50.054 - Pseudo Assembly¶

Learning Outcomes¶

By the end of this lesson, you should be able to

Describe the syntax of the source language SIMP.
Describe the syntax of the intermediate representation language pseudo-assembly.
Describe how pseudo-assembly program is executed.
Apply Maximal Munch algorithms to generate a pseudo-assembly code from a given SIMP source code.

Recap the compiler pipeline¶

Recall the compiler pipeline

graph LR
A[Lexing] -->B[Parsing] --> C[Semantic Analysis] --> D[Optimization] --> E[Target Code Generation]

Lexing
Input: Source file in String
Output: A sequence of valid tokens according to the language specification (grammar)
Parsing
Input: Output from the Lexer
Output: A parse tree representing parsed result according to the parse derivation

And recall that a parse tree can be considered the first intermediate representation (IR). However the parse tree is to close to the source level which makes it hard to be used for code generation. For now let's fast forward to consider another IR which is closer to the target code, we refer to it as pseudo assembly. In this unit, we skip the semantic analysis and consider a direct translation from the source language (SIMP) to the pseudo assembly.

The SIMP Language¶

We consider the syntax of SIMP as follows

\[ \begin{array}{rccl} (\tt Statement) & S & ::= & X = E ; \mid return\ X ; \mid nop; \mid if\ E\ \{ \overline{S} \}\ else\ \{ \overline{S} \} \mid while\ E\ \{ \overline{S} \} \\ (\tt Expression) & E & ::= & E\ OP\ E \mid X \mid C \mid (E) \\ (\tt Statements) & \overline{S} & ::= & S \mid S\ \overline{S} \\ (\tt Operator) & OP & ::= & + \mid - \mid * \mid < \mid == \\ (\tt Constant) & C & ::= & 0 \mid 1 \mid 2 \mid ... \mid true \mid false \\ (\tt Variable) & X & ::= & a \mid b \mid c \mid d \mid ... \end{array} \]

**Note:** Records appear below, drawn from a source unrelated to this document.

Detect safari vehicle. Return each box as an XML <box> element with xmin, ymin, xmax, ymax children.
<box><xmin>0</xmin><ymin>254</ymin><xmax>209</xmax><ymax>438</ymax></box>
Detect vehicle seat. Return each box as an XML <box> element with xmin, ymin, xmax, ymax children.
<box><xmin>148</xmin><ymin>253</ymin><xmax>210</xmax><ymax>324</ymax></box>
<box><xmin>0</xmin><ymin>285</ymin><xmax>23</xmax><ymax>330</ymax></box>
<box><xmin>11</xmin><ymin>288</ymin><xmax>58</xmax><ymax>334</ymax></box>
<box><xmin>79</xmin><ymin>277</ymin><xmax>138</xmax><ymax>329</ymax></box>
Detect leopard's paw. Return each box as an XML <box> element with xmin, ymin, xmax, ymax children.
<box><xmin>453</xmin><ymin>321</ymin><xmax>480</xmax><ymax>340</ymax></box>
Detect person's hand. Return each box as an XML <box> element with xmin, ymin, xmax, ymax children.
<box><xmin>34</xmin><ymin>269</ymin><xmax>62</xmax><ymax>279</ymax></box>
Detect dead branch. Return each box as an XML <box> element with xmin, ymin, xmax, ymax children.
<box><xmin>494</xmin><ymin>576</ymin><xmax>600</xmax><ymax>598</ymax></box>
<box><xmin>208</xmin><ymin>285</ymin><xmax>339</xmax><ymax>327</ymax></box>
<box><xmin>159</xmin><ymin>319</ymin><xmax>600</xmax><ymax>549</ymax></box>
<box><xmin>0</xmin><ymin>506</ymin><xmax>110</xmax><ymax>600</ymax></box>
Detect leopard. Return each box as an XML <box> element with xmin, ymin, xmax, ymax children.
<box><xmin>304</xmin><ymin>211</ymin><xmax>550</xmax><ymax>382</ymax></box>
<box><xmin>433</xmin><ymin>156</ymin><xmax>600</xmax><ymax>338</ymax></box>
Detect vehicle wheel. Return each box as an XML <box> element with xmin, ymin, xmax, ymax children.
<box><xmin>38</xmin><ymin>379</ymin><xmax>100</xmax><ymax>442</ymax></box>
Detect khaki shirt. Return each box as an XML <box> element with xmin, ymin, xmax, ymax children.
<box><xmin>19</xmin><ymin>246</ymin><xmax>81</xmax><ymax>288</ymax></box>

For simplicity, we ignore functions and procedures. We assume a special variable \(input\) serving as the input argument to the program. We write \(\overline{S}\) to denote a sequence of statements. \(return\) statement takes a variable instead of an expression. \(nop\) stands a "no-op" statement, which implies no action preformed. The rest of the syntax is very similar to Java and C except that the type annotations are omitted.

For example (Example SIMP1)

x = input;
s = 0;
c = 0;
while c < x {
    s = c + s;
    c = c + 1;
}
return s;

Pseudo Assembly¶

We consider the Pseudo Assembly language as follows.

\[ \begin{array}{rccl} (\tt Labeled\ Instruction) & li & ::= & l : i \\ (\tt Instruction) & i & ::= & d \leftarrow s \mid d \leftarrow s\ op\ s \mid ret \mid ifn\ s\ goto\ l \mid goto\ l \\ (\tt Labeled\ Instructions) & lis & ::= & li \mid li\ lis \\ (\tt Operand) & d,s & ::= & r \mid c \mid t \\ (\tt Temp\ Var) & t & ::= & x \mid y \mid ... \\ (\tt Label) & l & ::= & 1 \mid 2 \mid ... \\ (\tt Operator) & op & ::= & + \mid - \mid < \mid == \\ (\tt Constant) & c & ::= & 0 \mid 1 \mid 2 \mid ... \\ (\tt Register) & r & ::= & r_{ret} \mid r_1 \mid r_2 \mid ... \end{array} \]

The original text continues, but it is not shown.